天災×人災…想定外を超えて

②学校に津波 生徒の安全は 対策に差 負担大きく

東日本大震災の津波で84人が犠牲となった宮城県石巻市立大川小。学校防災の課題を突きつけている=平成23年3月21日
東日本大震災の津波で84人が犠牲となった宮城県石巻市立大川小。

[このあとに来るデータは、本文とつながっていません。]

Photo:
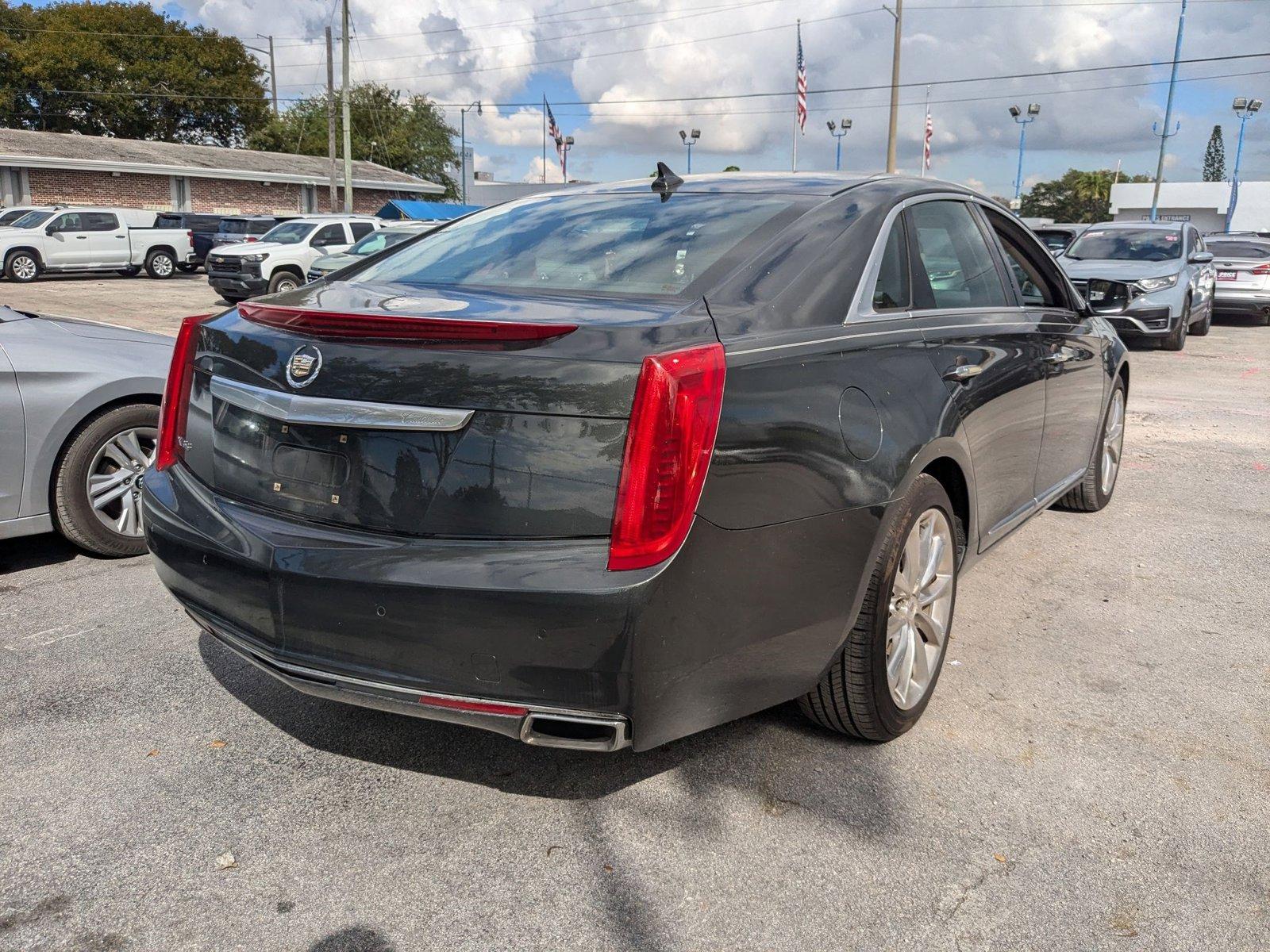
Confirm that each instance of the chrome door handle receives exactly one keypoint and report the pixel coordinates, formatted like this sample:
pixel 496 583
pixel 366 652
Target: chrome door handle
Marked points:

学校防災の課題を突きつけている=平成23年3月21日

東京都の最東部に位置する江戸川区。区内の陸地の7割は満潮時の平均海水面よりも標高が低い「ゼロメートル地帯」だ。区の水害ハザードマップは全面が赤系のグラデーション。ひとたび津波や高潮が発生すれば、区内ほぼ全域が水没する可能性を意味する。

同区立江戸川小では、ほぼ毎月行われる全校の避難訓練に加え、社会科の授業での防災教育、緊急時にどのような行動を取るべきかを児童が個別に考える「マイタイムライン」(防災行動計画)の作成に取り組んでいる。新型コロナウイルス禍の影響で、ここ2年は大々的に実施できていないものの、同校の職員と地域住民、区職員が共同で、避難所開設訓練を行うなど、地域を巻き込んだ対策を進めてきた。

須藤敏之副校長は「訓練などを実施するたびに内容の振り返りを行っている」と話す。しかし、それでもまだまだ足りないことも多いと感じている。令和4年度には授業の中で、従来の体制に児童も交えた避難所開設訓練を予定している。

「具体的な訓練を授業に組み込むことで、さらに防災意識を高めてもらえれば。地域との連携も深めていきたい」

須藤副校長はこう狙いを語る。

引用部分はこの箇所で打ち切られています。